When AI handles all paperwork, what becomes scarce? Emotions. Connection. Meaning. Around these irreplaceable human outputs, a vast new economy will form—one of immense value, but not captured by GDP or the metrics Citrini tracks.

This is the other side of the Singularity: not a dead zone of mass unemployment, but a world where the old economy is composted to nourish a new, strange, and richer one.

Systemic Transition

Let’s synthesize all this.

Citrini’s core question: What happens when scarce inputs (intelligence) become abundant?

It’s a very valid question. In all of modern economic history, human intelligence has been a scarce, premium input. They believe this premium is vanishing—and that’s true. Increasingly, machine intelligence is a competent, rapidly evolving substitute for human intelligence in many tasks. I agree.

But Citrini’s conclusion is that the disappearance of human intelligence premium equals “crisis.” I see it as “transformation.” They’re fixated on the cocoon dissolving, screaming that the organism is dying. In some sense, they’re not wrong—cocoons do die. But inside, something else is forming.

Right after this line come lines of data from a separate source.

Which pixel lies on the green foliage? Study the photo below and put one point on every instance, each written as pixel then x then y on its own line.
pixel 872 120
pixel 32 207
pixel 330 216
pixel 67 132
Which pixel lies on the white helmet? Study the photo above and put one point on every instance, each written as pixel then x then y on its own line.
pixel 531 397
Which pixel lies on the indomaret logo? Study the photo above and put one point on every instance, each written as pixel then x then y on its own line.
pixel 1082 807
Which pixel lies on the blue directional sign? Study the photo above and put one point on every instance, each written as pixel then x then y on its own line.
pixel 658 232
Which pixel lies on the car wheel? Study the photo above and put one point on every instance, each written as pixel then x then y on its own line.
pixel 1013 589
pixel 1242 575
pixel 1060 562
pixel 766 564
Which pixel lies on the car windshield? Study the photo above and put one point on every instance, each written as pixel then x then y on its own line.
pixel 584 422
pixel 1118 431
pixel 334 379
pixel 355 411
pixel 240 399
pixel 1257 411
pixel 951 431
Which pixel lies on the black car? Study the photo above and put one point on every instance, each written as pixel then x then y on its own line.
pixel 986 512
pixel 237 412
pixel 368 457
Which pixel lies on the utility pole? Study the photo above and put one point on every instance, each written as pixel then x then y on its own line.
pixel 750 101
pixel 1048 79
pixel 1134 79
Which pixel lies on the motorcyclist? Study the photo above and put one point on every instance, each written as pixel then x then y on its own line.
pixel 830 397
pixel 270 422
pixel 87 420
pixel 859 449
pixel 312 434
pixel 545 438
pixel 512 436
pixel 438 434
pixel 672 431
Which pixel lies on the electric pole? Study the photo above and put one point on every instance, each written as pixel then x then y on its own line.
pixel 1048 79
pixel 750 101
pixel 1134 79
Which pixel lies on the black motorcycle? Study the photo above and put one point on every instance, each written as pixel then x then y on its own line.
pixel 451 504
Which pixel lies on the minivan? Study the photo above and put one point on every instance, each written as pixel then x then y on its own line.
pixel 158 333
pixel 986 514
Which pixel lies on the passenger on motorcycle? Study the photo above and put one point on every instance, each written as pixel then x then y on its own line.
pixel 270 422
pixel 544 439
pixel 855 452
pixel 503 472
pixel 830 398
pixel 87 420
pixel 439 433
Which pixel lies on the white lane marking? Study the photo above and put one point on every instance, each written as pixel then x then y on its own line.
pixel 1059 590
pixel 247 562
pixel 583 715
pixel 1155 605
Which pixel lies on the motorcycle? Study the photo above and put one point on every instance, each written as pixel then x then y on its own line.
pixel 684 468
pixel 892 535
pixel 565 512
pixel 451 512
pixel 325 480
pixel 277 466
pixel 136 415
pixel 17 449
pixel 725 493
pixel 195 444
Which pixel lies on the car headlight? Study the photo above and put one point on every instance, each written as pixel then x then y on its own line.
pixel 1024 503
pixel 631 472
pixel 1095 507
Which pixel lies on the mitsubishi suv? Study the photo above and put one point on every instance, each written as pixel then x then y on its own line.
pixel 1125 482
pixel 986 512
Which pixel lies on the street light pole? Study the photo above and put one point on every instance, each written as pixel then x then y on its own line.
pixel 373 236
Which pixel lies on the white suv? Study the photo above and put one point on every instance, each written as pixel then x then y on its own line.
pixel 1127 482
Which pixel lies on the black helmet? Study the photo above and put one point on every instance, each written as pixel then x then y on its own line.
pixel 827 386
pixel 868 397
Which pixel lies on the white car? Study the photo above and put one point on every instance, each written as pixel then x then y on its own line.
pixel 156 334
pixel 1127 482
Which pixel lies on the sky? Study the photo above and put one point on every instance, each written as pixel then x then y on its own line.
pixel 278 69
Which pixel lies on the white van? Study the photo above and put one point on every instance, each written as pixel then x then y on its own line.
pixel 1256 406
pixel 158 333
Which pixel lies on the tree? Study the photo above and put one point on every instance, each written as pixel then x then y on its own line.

It’s a post-human economy. In this economy, intelligence is no longer scarce but as abundant as air. Knowledge work and many material production costs will approach zero—not overnight, not evenly across all sectors, but relentlessly. The fundamental measure of prosperity won’t be how much nominal output we produce, but how efficiently we convert energy into intelligence. And the value exchanged among humans will shift from mental labor to deeper qualities: empathy, meaning, connection, creativity, and the pure experience of living with other conscious beings.

We’re not heading toward a “global intelligence crisis.” We’re moving into a “global intelligent transformation.” We’re entering a new economic system—one we’re all trying to understand. Yes, the transition will be turbulent, even chaotic. There will be disorder, pain, political upheaval. The “Fourth Turning” is very likely real. Some scenarios Citrini describes—mass unemployment, SaaS industry collapse, frictionless markets—may indeed arrive, and faster than most expect.

But from a longer-term perspective—over ten or twenty years, not two—those conclusions start to look less certain. A downturn comparable to the Global Financial Crisis (GFC), with a 57% drop and no natural brakes? That depends entirely on whether those old metrics still reflect the true system.

I don’t believe they do. There will be real pain, but that pain is part of the transformation, not evidence that the destination is disaster.

On the chart, there are two lines:

  • GDP is declining.
  • Intelligence output per unit energy is rising.

One is a true signal; the other is just noise from a dying measurement system.

To understand what’s happening around us, we need to watch both.